A question about non-negative measurable function Here is the proposition that I see in Rudin's Real and Complex analysis
Suppose $f$ is a measurable function into $[0,\infty]$ and $E$ is a measurable set with respect to the measure $\mu$
Let $c$ be a constant, $0 \leq c < \infty$
Then, $\int_Ecfd\mu = c\int_Efd\mu$ 
I am wondering why we do not allow c to be $\infty$.
If $c$ is allowed to be $\infty$, then $\int_Ecfd\mu = c\int_Efd\mu$  is not true anymore?
 A: It is also true for $c=\infty$, as can be seen by using the monotone convergence theorem and by applying the claim to $c_n =n$.
I don't have the book here right now, so I can't tell you exactly why Rudin does not allow $\infty$ in that Proposition. Maybe it is (more or less) immediately after the definition of the integral, so that he does not have the monotone convergence theorem at hand yet. Note that Rudin does not allow simple functions to take the value $\infty$ (IIRC), so that the proof for $c=\infty$ using just the definition of the integral is not directly obvious.
A: The answer comes I think from the definition involving simple functions, see Rudin Real and Complex Analysis definition 1.16. Rudin specifically makes the remark "Note that we explicitly exclude $\infty$ from the values of a simple function." I think this is his justification, seeing as integrals of non-negative functions are the supremum of integrals over simple functions. The issue is in the usual proof, where we divide by $c$.

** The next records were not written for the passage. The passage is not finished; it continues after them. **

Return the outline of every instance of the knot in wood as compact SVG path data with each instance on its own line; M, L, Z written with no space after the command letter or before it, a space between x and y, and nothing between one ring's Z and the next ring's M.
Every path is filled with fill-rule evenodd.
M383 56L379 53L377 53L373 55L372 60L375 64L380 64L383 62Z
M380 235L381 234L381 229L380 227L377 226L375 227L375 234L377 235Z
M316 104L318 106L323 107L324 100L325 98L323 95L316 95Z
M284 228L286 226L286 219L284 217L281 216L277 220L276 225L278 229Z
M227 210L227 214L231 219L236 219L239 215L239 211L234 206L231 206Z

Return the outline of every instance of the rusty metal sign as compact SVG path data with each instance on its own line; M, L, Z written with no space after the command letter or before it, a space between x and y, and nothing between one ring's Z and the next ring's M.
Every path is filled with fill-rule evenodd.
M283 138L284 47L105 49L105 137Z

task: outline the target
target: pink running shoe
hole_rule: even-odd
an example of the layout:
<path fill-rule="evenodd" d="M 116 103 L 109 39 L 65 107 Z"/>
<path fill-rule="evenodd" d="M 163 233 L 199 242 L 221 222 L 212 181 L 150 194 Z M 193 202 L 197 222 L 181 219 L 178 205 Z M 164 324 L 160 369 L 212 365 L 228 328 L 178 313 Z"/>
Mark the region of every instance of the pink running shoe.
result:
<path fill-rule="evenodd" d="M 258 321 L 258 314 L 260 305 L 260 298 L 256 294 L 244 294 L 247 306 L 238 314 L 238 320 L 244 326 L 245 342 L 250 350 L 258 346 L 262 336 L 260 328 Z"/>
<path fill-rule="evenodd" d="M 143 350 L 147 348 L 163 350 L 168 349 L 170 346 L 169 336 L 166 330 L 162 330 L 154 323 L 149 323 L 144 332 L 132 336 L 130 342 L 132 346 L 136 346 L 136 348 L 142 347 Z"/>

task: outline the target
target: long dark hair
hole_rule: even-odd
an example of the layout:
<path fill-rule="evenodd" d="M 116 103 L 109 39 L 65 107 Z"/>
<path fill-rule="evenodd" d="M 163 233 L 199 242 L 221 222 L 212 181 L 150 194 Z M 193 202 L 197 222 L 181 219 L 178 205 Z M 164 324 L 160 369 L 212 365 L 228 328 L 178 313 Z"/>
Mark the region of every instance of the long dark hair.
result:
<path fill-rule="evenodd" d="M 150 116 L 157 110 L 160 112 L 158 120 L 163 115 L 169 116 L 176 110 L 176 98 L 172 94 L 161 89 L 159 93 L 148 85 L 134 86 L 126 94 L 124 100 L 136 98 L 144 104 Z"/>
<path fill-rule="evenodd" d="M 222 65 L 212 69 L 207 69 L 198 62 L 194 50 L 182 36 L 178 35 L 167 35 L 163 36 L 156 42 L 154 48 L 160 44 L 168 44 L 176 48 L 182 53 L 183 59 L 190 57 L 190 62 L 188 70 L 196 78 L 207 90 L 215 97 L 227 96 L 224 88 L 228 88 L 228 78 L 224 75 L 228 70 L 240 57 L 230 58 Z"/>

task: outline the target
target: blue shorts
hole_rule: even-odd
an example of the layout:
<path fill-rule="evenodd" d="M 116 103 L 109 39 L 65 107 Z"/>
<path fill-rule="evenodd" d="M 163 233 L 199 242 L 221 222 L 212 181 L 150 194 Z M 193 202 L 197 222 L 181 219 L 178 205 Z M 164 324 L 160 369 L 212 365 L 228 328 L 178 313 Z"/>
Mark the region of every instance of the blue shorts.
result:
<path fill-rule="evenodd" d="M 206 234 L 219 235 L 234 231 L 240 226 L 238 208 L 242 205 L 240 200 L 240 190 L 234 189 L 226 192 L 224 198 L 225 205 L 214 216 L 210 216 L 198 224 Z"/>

Edit: Consider $c=\infty$, $f$ measurable, and consider $\int_E cfd\mu$. Then we want $\int_E cf=\sup\{\int_E sd\mu, 0\leq s\leq cf, s \text{ simple}\}$. Well, since $cf=\infty$ whenever $f\neq 0$, then every $s$ simple satisfies this property. In particular, if $\mu(E)>0$, and $f\neq 0$ on a set of positive measure then we can find an $s$ such that $\int_E s=M$ for any $M>0$. This implies $\int_E cf=\sup\{M>0\}=\infty$. But if $f=0$ a.e., then $cf=0$ a.e. as well, so $\int_E cfd\mu=0$ Similarly, consider $c\int_E fd\mu$. What if $\mu(E)>0$ and $\int_E fd\mu=0$? Then $f=0$ a.e. Well, this is fine, so $c\int_E fd\mu=\infty\cdot 0=0$. If $f\neq 0$ on a set of positive measure, then $\int_E f>0$, so $c\int_E f=\infty$. Thus they do agree. So I don;t actually think there's an issue with extending to $c=\infty$.